Washington — Judge Merrick Garland, President Biden's nominee for attorney general, will sit before the Senate Judiciary Committee for his confirmation hearing on Monday. In his opening statement, Garland says he will make civil rights, confronting "extremist attacks," and upholding the independence of the Department of Justice some of his top priorities.
"If I am confirmed, serving as Attorney General will be the culmination of a career I have dedicated to ensuring that the laws of our country are fairly and faithfully enforced, and that the rights of all Americans are protected," Garland will say, according to prepared remarks that were released Saturday.

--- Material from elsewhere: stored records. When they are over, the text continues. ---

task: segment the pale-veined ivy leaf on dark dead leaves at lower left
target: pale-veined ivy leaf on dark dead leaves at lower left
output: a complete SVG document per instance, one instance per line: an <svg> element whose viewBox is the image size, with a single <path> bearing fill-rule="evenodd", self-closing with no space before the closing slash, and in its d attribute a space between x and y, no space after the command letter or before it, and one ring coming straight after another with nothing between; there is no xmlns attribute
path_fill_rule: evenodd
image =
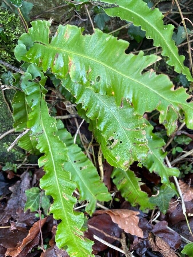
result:
<svg viewBox="0 0 193 257"><path fill-rule="evenodd" d="M32 187L25 190L27 196L27 201L25 203L24 212L28 209L31 212L35 212L39 209L39 200L40 200L40 189L39 187Z"/></svg>

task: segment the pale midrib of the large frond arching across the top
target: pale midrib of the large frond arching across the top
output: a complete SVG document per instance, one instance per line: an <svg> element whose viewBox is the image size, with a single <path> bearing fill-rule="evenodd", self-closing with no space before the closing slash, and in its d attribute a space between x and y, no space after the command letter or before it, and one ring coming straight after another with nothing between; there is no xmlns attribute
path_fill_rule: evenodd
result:
<svg viewBox="0 0 193 257"><path fill-rule="evenodd" d="M103 63L103 62L100 62L100 61L98 61L98 60L96 60L96 59L93 59L93 58L91 58L91 57L88 57L88 56L85 56L85 55L82 55L82 54L79 54L79 53L76 53L76 52L72 52L72 51L69 51L69 50L64 50L64 49L61 49L61 48L58 48L58 47L53 47L52 45L46 45L46 44L43 44L43 43L38 42L38 41L35 41L34 43L37 43L37 44L39 44L39 45L43 45L43 46L47 47L48 49L49 49L49 48L53 48L53 49L55 49L55 50L57 50L57 51L58 51L58 50L59 50L59 51L63 51L63 52L65 52L65 53L69 53L69 54L72 54L72 55L77 55L77 56L80 56L80 57L82 57L82 58L88 59L88 60L90 60L90 61L99 63L100 65L103 65L104 67L106 67L106 68L108 68L108 69L114 71L115 73L118 73L119 75L121 75L121 76L123 76L123 77L126 77L127 79L130 79L130 80L132 80L132 81L134 81L134 82L136 82L136 83L138 83L138 84L140 84L140 85L142 85L142 86L148 88L150 91L153 91L156 95L159 95L159 96L160 96L162 99L164 99L165 101L168 101L168 103L170 103L170 104L172 104L172 105L173 105L173 103L176 103L177 105L184 105L184 106L187 106L188 108L190 108L190 109L193 110L193 107L191 107L191 106L189 106L189 105L187 105L187 104L178 103L178 102L176 102L176 101L171 102L170 99L168 100L166 97L163 97L162 95L160 95L160 93L156 92L156 91L155 91L154 89L152 89L151 87L148 87L148 85L145 85L144 83L142 83L142 82L140 82L140 81L137 81L136 79L133 79L133 78L131 78L130 76L125 75L124 73L121 73L120 71L117 71L116 69L114 69L114 68L108 66L107 64L105 64L105 63ZM157 106L157 107L158 107L158 106ZM157 108L157 107L156 107L156 108Z"/></svg>

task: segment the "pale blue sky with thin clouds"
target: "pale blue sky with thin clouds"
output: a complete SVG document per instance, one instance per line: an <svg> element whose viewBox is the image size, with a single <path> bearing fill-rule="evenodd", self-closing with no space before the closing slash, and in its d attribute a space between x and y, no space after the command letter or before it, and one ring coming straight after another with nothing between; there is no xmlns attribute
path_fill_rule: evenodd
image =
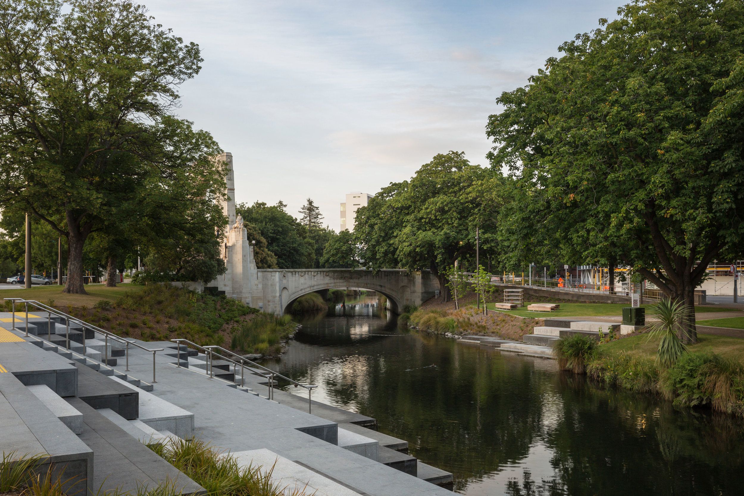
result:
<svg viewBox="0 0 744 496"><path fill-rule="evenodd" d="M414 175L437 153L487 165L503 91L619 0L142 0L202 51L179 117L234 160L237 202L339 204Z"/></svg>

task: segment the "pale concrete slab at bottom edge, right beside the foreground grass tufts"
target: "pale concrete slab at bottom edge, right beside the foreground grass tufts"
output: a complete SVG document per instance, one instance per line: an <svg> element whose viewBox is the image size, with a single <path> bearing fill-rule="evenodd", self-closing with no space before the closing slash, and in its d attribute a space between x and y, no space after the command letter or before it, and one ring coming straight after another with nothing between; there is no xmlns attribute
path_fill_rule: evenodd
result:
<svg viewBox="0 0 744 496"><path fill-rule="evenodd" d="M272 471L271 480L284 494L296 491L305 495L315 496L359 496L365 492L355 490L334 480L333 477L320 474L304 463L293 462L268 449L250 451L236 451L230 454L237 460L240 467L260 466L261 471Z"/></svg>

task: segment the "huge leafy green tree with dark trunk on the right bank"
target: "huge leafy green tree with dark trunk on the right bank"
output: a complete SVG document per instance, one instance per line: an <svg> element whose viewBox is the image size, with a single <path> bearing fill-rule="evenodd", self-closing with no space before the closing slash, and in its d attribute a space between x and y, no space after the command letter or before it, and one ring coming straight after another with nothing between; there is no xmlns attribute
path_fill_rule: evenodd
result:
<svg viewBox="0 0 744 496"><path fill-rule="evenodd" d="M516 175L533 229L693 309L708 263L744 249L744 4L634 1L618 15L501 94L490 160ZM693 319L680 337L696 341Z"/></svg>

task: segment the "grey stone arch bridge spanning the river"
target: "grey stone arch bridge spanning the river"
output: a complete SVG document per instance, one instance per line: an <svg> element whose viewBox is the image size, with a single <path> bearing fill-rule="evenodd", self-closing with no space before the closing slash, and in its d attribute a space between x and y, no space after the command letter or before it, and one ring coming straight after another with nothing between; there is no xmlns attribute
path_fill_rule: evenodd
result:
<svg viewBox="0 0 744 496"><path fill-rule="evenodd" d="M419 306L439 290L439 282L430 271L267 268L257 273L263 293L263 311L275 315L283 315L289 303L303 294L323 289L372 289L384 294L390 309L396 313L406 305Z"/></svg>

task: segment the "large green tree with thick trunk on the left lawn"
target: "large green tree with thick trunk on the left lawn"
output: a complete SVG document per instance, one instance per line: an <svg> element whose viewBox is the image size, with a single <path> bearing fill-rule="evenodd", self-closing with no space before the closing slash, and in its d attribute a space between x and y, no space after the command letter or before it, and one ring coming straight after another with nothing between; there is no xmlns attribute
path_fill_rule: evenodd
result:
<svg viewBox="0 0 744 496"><path fill-rule="evenodd" d="M224 177L217 144L171 115L199 48L129 0L1 0L0 27L0 202L68 239L65 292L84 293L86 239L133 193Z"/></svg>

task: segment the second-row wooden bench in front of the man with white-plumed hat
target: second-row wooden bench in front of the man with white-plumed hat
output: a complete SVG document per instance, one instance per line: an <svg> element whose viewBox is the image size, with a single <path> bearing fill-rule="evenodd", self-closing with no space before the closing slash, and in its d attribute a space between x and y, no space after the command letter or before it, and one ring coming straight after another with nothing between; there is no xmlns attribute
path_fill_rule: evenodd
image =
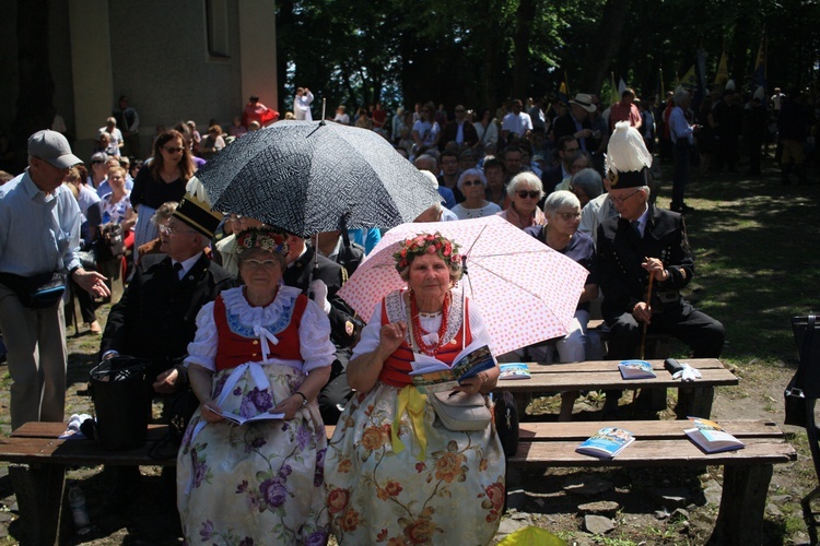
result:
<svg viewBox="0 0 820 546"><path fill-rule="evenodd" d="M679 418L688 415L708 417L712 413L712 402L715 387L735 385L739 379L717 358L690 358L681 361L698 368L703 376L691 382L672 379L672 375L664 368L664 360L648 360L652 364L655 378L631 379L625 381L618 370L617 360L593 360L572 364L539 365L527 363L530 379L501 380L496 389L512 392L514 395L523 393L562 392L562 391L600 391L624 389L678 389Z"/></svg>

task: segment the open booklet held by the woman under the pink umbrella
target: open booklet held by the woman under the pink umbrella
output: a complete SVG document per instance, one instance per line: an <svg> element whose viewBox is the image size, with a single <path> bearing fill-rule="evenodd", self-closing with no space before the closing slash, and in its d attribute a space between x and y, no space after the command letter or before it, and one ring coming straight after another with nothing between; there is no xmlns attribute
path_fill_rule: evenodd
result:
<svg viewBox="0 0 820 546"><path fill-rule="evenodd" d="M492 369L495 358L490 353L490 347L471 343L464 348L455 358L453 367L445 363L421 353L415 353L412 363L413 384L422 394L452 391L465 379L477 376L479 372Z"/></svg>

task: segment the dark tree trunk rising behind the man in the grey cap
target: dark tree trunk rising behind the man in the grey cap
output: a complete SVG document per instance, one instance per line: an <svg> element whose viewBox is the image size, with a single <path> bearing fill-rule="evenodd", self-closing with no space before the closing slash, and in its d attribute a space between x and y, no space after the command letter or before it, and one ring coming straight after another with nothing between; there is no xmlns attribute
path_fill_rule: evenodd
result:
<svg viewBox="0 0 820 546"><path fill-rule="evenodd" d="M54 121L55 84L48 60L48 0L17 0L20 95L12 123L17 150L25 150L28 136L50 128Z"/></svg>

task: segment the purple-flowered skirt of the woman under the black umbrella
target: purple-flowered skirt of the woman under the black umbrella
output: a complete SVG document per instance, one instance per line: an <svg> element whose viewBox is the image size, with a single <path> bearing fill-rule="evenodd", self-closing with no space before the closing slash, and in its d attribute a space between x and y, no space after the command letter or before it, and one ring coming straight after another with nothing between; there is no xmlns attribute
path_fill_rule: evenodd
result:
<svg viewBox="0 0 820 546"><path fill-rule="evenodd" d="M304 379L286 366L243 365L214 375L213 399L220 400L227 383L220 407L249 417L276 407ZM186 543L326 544L327 437L317 403L291 420L245 425L206 424L199 412L177 456L177 507Z"/></svg>

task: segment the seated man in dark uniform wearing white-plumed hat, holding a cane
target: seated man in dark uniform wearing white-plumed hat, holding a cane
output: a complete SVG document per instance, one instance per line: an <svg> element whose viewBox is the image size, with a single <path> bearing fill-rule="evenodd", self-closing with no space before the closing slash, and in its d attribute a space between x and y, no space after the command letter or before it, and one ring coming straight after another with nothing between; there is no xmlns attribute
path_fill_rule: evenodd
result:
<svg viewBox="0 0 820 546"><path fill-rule="evenodd" d="M631 145L623 146L624 140ZM601 312L611 332L609 358L622 360L639 356L644 323L648 333L681 340L695 358L717 358L726 335L723 324L694 309L680 295L694 273L683 217L648 203L646 166L617 170L617 165L630 165L630 162L623 158L619 162L613 144L616 150L646 150L641 134L625 124L617 127L609 144L609 195L619 216L598 226L597 242L604 293ZM640 150L639 154L642 154ZM634 166L633 161L631 167ZM649 275L654 283L647 301ZM617 406L618 399L611 397L607 396L605 412Z"/></svg>

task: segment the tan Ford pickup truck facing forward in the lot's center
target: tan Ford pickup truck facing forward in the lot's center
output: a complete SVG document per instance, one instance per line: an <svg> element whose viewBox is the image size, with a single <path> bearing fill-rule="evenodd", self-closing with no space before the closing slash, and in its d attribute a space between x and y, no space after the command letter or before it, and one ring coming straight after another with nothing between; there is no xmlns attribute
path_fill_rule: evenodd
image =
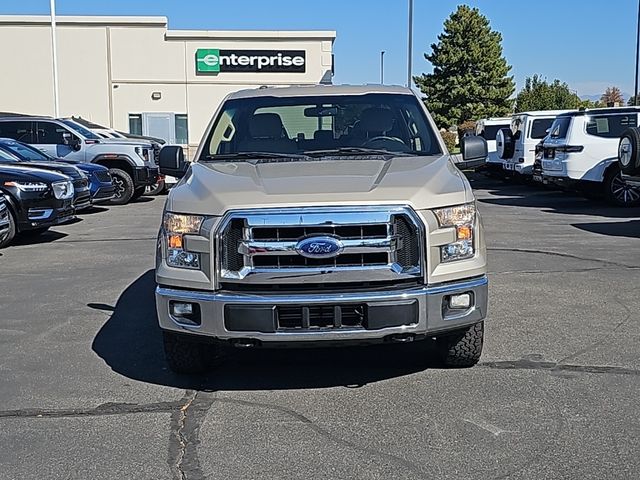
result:
<svg viewBox="0 0 640 480"><path fill-rule="evenodd" d="M487 146L467 137L463 164ZM180 177L157 243L156 304L177 372L241 348L423 342L471 366L487 313L469 182L424 104L401 87L229 95Z"/></svg>

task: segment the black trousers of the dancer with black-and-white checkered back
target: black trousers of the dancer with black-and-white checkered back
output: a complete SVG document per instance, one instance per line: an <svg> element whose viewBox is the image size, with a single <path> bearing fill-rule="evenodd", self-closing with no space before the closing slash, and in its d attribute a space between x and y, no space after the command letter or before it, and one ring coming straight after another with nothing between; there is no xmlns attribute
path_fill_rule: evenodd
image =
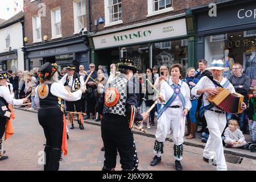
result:
<svg viewBox="0 0 256 182"><path fill-rule="evenodd" d="M101 120L101 137L105 148L104 166L115 168L118 150L122 169L134 168L135 143L125 117L104 114Z"/></svg>

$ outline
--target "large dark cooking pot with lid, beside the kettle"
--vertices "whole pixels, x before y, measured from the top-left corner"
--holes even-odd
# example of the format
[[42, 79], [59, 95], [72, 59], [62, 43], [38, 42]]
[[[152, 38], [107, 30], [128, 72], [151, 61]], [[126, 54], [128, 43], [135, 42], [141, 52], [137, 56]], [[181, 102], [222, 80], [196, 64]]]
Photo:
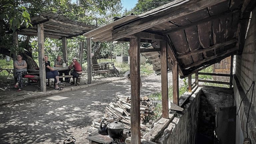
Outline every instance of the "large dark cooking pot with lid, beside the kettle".
[[124, 124], [120, 122], [112, 122], [107, 125], [108, 135], [111, 138], [120, 138], [124, 132]]

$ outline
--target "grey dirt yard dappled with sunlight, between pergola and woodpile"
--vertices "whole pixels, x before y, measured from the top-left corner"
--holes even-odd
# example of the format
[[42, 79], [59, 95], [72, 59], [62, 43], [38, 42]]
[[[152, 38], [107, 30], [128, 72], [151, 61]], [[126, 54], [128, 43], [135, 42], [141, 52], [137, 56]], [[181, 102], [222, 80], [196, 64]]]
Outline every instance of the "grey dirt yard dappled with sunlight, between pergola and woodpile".
[[[180, 80], [182, 82], [182, 80]], [[168, 83], [172, 75], [168, 73]], [[161, 76], [142, 77], [141, 96], [161, 90]], [[5, 96], [1, 89], [1, 96]], [[10, 93], [10, 92], [6, 92]], [[87, 129], [103, 117], [115, 94], [130, 95], [130, 83], [118, 80], [29, 101], [0, 106], [0, 140], [3, 144], [61, 144], [74, 137], [89, 143]]]

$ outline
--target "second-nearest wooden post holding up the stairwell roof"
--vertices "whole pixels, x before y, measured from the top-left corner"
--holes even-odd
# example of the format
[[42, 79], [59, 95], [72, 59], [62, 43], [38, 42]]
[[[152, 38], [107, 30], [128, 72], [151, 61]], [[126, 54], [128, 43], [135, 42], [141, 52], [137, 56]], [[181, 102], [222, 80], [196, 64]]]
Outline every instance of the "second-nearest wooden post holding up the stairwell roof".
[[160, 42], [160, 59], [161, 59], [161, 88], [162, 88], [162, 116], [169, 118], [168, 107], [168, 76], [167, 76], [167, 43]]

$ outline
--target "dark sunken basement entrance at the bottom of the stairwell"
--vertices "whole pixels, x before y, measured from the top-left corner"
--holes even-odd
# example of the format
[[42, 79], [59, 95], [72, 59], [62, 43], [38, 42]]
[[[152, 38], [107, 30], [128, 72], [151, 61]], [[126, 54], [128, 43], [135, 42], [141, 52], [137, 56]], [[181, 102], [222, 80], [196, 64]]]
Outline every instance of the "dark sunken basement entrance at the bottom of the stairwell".
[[233, 90], [202, 88], [196, 144], [235, 144]]

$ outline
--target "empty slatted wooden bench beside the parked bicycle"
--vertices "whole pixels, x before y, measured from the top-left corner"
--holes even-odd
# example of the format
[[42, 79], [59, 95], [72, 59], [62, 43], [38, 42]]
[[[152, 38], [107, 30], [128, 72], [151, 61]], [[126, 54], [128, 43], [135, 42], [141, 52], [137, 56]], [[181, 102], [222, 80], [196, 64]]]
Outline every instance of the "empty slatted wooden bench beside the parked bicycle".
[[117, 70], [114, 70], [113, 67], [109, 67], [109, 64], [93, 64], [92, 65], [92, 76], [94, 78], [94, 76], [96, 74], [102, 74], [102, 73], [112, 73], [113, 75], [117, 75], [118, 76], [118, 72]]

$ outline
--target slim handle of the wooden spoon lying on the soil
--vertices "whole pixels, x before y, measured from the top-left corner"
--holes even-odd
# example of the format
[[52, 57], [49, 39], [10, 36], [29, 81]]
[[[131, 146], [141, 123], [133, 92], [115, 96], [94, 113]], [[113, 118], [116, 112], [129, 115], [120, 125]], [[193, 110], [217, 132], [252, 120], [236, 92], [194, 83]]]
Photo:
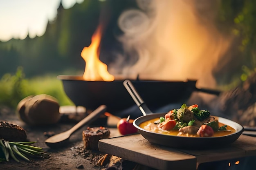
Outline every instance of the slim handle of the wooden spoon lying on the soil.
[[105, 113], [107, 110], [106, 105], [101, 105], [99, 106], [96, 110], [94, 110], [92, 113], [90, 113], [88, 116], [83, 118], [81, 121], [79, 121], [75, 126], [73, 126], [69, 131], [72, 134], [79, 128], [81, 128], [85, 124], [89, 124], [96, 120], [101, 114]]

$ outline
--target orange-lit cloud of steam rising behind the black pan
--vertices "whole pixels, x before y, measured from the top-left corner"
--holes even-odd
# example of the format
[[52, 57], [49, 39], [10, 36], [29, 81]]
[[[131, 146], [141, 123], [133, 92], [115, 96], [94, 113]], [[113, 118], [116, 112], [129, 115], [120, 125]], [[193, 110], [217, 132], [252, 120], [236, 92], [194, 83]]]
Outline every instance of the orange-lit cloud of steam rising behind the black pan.
[[138, 55], [137, 62], [124, 67], [122, 74], [139, 74], [140, 79], [197, 79], [197, 86], [214, 88], [212, 70], [231, 38], [217, 31], [216, 10], [210, 2], [137, 0], [140, 9], [124, 11], [118, 20], [125, 52], [131, 58], [134, 51]]

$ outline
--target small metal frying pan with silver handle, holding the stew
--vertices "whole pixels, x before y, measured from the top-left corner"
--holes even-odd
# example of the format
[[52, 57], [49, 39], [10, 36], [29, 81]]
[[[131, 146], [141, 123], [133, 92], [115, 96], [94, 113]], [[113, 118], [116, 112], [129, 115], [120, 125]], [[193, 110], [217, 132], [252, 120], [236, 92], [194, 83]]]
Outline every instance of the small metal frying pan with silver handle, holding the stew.
[[[135, 87], [132, 85], [132, 82], [129, 80], [124, 81], [124, 86], [131, 95], [134, 102], [137, 104], [143, 116], [138, 117], [133, 122], [133, 125], [139, 130], [140, 134], [147, 139], [148, 141], [160, 144], [163, 146], [168, 146], [172, 148], [186, 148], [186, 149], [205, 149], [205, 148], [213, 148], [220, 147], [230, 144], [242, 134], [244, 131], [243, 126], [240, 124], [231, 121], [229, 119], [225, 119], [222, 117], [216, 117], [220, 123], [231, 126], [236, 130], [235, 133], [230, 135], [221, 136], [221, 137], [183, 137], [183, 136], [174, 136], [174, 135], [164, 135], [160, 133], [150, 132], [145, 130], [139, 125], [145, 121], [150, 119], [158, 118], [166, 114], [166, 113], [152, 113], [150, 109], [146, 106], [143, 99], [140, 97], [139, 93], [137, 93]], [[156, 99], [157, 100], [157, 99]], [[169, 110], [168, 110], [169, 111]]]

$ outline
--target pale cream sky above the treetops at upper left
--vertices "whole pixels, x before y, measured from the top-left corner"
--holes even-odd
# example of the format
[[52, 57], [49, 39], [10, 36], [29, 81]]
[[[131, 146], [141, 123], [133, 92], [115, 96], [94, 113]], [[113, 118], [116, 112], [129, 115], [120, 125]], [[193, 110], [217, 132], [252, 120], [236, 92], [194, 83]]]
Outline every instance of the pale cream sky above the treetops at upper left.
[[83, 0], [0, 0], [0, 41], [42, 36], [62, 3], [69, 9]]

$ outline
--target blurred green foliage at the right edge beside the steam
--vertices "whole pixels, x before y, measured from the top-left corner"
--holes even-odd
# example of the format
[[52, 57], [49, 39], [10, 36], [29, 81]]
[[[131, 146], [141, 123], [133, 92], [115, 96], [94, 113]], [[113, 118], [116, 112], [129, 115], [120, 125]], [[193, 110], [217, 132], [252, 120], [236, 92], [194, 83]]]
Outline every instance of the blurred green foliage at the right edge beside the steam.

After demonstrations protesting the deaths of African Americans at the hands of police and systemic racial injustice swept across the country last year, Garland will make clear the role the department plays in addressing civil rights matters, acknowledging "we do not yet have equal justice."
"Communities of color and other minorities still face discrimination in housing, education, employment, and the criminal justice system; and bear the brunt of the harm caused by pandemic, pollution, and climate change," Garland's statement says.
Monday's hearing comes five years after Senate Republicans blocked Garland's Supreme Court nomination without even granting him a confirmation hearing. Garland was nominated by former President Barack Obama to fill the seat previously occupied by the late-Justice Antonin Scalia, who died in 2016.
As the nation's top law enforcement officer, Garland will inherit the ongoing investigations into the rioters who took part in the Capitol insurrection on January 6. News of Mr. Biden's intention to nominate Garland broke on the same day as the deadly assault on the U.S. Capitol.
Garland is no stranger to extremist violence. He is known for earlier work at the Justice Department, where he oversaw the prosecution of Oklahoma City bomber Timothy McVeigh and lone wolf bomber Ted Kaczynski, widely known as the "Unabomber."
"150 years after the department's founding, battling extremist attacks on our democratic institutions also remains central to its mission," Garland's remarks say. "If confirmed, I will supervise the prosecution of white supremacists and others who stormed the Capitol on January 6 — a heinous attack that sought to disrupt a cornerstone of our democracy: the peaceful transfer of power to a newly elected government."
At an event held the day after the Capitol riot to announce the nomination, Mr. Biden addressed Garland and other nominees for top Justice Department positions, saying, "You won't work for me. You are not the president or the vice president's lawyer.
"Your loyalty is not to me. It's to the law, the Constitution, the people of this nation to guarantee justice," Mr. Biden added.
Garland will also oversee several ongoing politically sensitive investigations, such as the one looking into the "tax affairs" of Mr. Biden's son, Hunter Biden, as well as Special Counsel John Durham's probe into the origins of the 2016 Russia investigation.
However, in his prepared remarks, Garland makes clear that as attorney general, his job will be to uphold the "rule of law," and do so by "reaffirming... norms."
Garland will highlight the importance of existing policies that "protect the independence of the department from partisan influence in law enforcement investigations" and "strictly regulate communications with the White House."
Several Senate Judiciary Republicans said Wednesday they would press Garland during his confirmation hearing to commit to investigating COVID-19 nursing home deaths, including New York Governor Andrew Cuomo's controversial reporting of nursing home death totals in his state.
Garland's hearing is scheduled to take place Monday and Tuesday, and the committee will vote on whether to advance his nomination to the Senate floor on March 1.
On Friday, letters of support for his nomination were submitted to the committee from a bipartisan group of officials. The group included 61 former federal judges, as well as over 150 former U.S. attorneys and senior DOJ officials, including former Attorneys General Eric Holder, Loretta Lynch and Michael Mukasey.
"Judge Garland has dedicated much of his life to the American justice system," the letter read. "And we can unequivocally state that Judge Garland is the right person to ensure that the rule of law remains, in our national consciousness, one of our most deeply-held values."
Garland was appointed to the U.S. Court of Appeals for the District of Columbia in 1997 by former President Bill Clinton and served as chief judge for seven years. Before he was a judge, he served within the ranks at the Justice Department as an assistant U.S. attorney in Washington, D.C., deputy assistant attorney general for the criminal division, and as principal associate deputy attorney general. He graduated from Harvard College summa cum laude in 1974 and Harvard Law School magna cum laude in 1977.